Except, of course, there are still bigots out there. They just don't like being called out for it, because being a bigot is socially unacceptable, so they deny-deny-deny.
I, for one, do not consider it a personal attack to call an ignorant person ignorant. When they demonstrate their ignorance for all the world to see, repeatedly, then it isn't an insult. It's just a description of . . . their ignorance. When an individual repeatedly expresses bigotry, calling them a bigot isn't an ad hominem attack. It is just calling things as they are.
If I said they were so ugly they were born prematurely because their mother's body couldn't stand them, that would be an ad hominem attack.
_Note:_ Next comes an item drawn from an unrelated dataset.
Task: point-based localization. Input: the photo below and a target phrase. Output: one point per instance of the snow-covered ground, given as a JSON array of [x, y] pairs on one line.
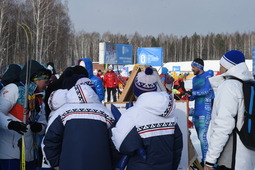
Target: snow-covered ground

If I said they were so stupid they couldn't breathe without cue cards reminding them, that would a personal attack. Calling someone who repeatedly demonstrates ignorance "ignorant" isn't an insult.
Just as people get all up in arms when someone notes that public figures, or bloggers, or writers, are lying - not prevaricating, being misleading, misstating the facts - I'm not sure why this is even a problem. The question of lying, for instance, is one I find fascinating. People will go to great lengths to excuse others from the charge of lying. For me, the test is really simple. If a person makes a statement that is contrary to fact, that's a lie. Do they know it is contrary to fact? With the multiple resources available to ensure factual accuracy, getting facts right is one of the easiest things in the world. So, when Michelle Bachmann claims that the HPV vaccine is dangerous, then tries to insist that she is merely relating what others have said, she is lying. In the first instance, the HPV vaccine is not dangerous; about ten seconds on Google would clear that up. In the second instance, repeating something someone else says about a topic that one does or can know is factually inaccurate is . . . lying. How is this hard to figure out?
I actually have a pretty simple standard for whether or not a person is lying. Person "A" says "X". Several people mention to "A" that "X" is false. Person "A" continues to say "X". That, folks, is lying. Even if Person "A" did not know in the first instance that "X" is false, once it is pointed out that "X" is false, Person "A" not only has a moral duty to make clear that he/she is wrong; Person "A" has a moral duty to make sure that, in the future, "X" is not presented as true.
Again, this isn't rocket science.
When a person doesn't know something, yet makes claims about understanding and insight and knowledge, repeatedly, and gets all manner of things wrong about said topic; when others, trying to be helpful point out a variety of errors in the first individual's claims, and that person continues to make claims rooted in ignorance, then that person is being both ignorant and untruthful. Not "misleading". Not "misstating the facts". They are both ignorant and, of course now, they are lying.
Again, this is first-grade moral clarity here, folks. The reason it's so simple is because it is.
It isn't "name calling". It's simple description. I'm not sure why any of this is a problem. Yet, it is.